Stengel may be right here (we’ve seen this with the climate change and anti-vaccination debates in this country), but if he is, I think it is on a much larger scale. It is not just that a sarcastic tone may be the wrong approach to take with someone you’re trying to convince to see the world your way, but that the larger problem may be that the U.S. State Department is producing this type of content in the first place. Information that is clearly intended to upend a closely held belief will almost always be disregarded. How those in the government don’t realize that this too will be seen as propaganda, even by those who are not ready to pack up and fly to “ISIS Land,” is beyond me. Instead, the covert work being done by the CIA and other groups to produce content and to counter certain messages in chat rooms and on Twitter seems to me to be more effective.
The marketing strategy here is to get “influencers” to naturally and realistically spread your messaging/propaganda through their regular channels. The Edward Snowden leaks revealed that the CIA is already engaged in this sort of activity. Anything that comes from the U.S. State Department (and includes their seal at the end of the video!) is not going to be perceived as trustworthy to the target group. And while these “influencers” may be denounced as shills, they have a much higher likelihood of being given a hearing than does the State Department.
It should be said that the U.S. government has rightly recognized this as a battle over narratives (I’ve written about Obama’s recognition of this before). But they seem to be losing this battle because they are not fighting the same way or on the same field as their opponents.
The State Department recently launched a new entity, the Information Coordination Cell, which plans to enlist U.S. embassies, military leaders and regional allies in a global messaging campaign to discredit groups such as the Islamic State.
The strategy is shifting back to broad public messaging coming from the U.S. and their allies, a strategy that has been tried for a decade and that, like the CSCC’s earlier strategy, is unproven. Rashad Hussain, a former White House advisor and the one brought in to lead the ICC’s new effort still thinks that the battle can be won with “truth.”
It will seek to highlight Islamic State hypocrisy, emphasize accounts of its defectors, and document its losses on the battlefield — without recirculating its gruesome images or matching its snide tone. “When amplified properly, we believe the facts speak for themselves,” Hussain said.

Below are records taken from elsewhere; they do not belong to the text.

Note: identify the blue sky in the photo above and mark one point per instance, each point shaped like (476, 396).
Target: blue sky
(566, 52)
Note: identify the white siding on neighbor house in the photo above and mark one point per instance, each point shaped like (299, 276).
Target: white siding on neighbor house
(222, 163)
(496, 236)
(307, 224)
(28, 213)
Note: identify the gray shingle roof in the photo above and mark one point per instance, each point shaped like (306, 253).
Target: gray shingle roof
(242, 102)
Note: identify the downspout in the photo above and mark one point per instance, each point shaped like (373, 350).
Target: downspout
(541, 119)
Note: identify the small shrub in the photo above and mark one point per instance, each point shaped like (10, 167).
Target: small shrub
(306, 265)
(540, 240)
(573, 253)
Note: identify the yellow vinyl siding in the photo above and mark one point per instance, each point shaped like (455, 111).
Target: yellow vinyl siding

But the “facts,” are of course relative to all parties involved. Appealing to the “facts” is a persuasion tactic. Persuasion, according to Bruce Lincoln, relies on “arguing a case, advancing reasoned propositions, impassioned appeals, and rhetorical flourishes that lead the hearer to a desired conclusion,” whereas authority need only involve “the naked assertion that the identity of the speaker warrants acceptance of the speech” (Lincoln, Authority, 5). This is necessary because the speaker (the U.S. government) has no authority to begin with in the eyes of the group they’re targeting with this messaging. Thus, the presentation of “facts” that “speak for themselves” is an attempt to give the U.S. government’s message an air of objectivity and legitimacy
Yet it still seems destined to fail. ISIS (and their potential recruits) will dismiss this as “propaganda” just as quickly as the U.S. dismisses ISIS’ “propaganda.” This strategy has been in place for more than a decade and we have yet to reach the desired result. The lack of effectiveness, though, is easily overlooked because this is what the U.S. has always done. As in marketing, so in government – and even more so when it’s the government doing the marketing – the status quo often wins the day.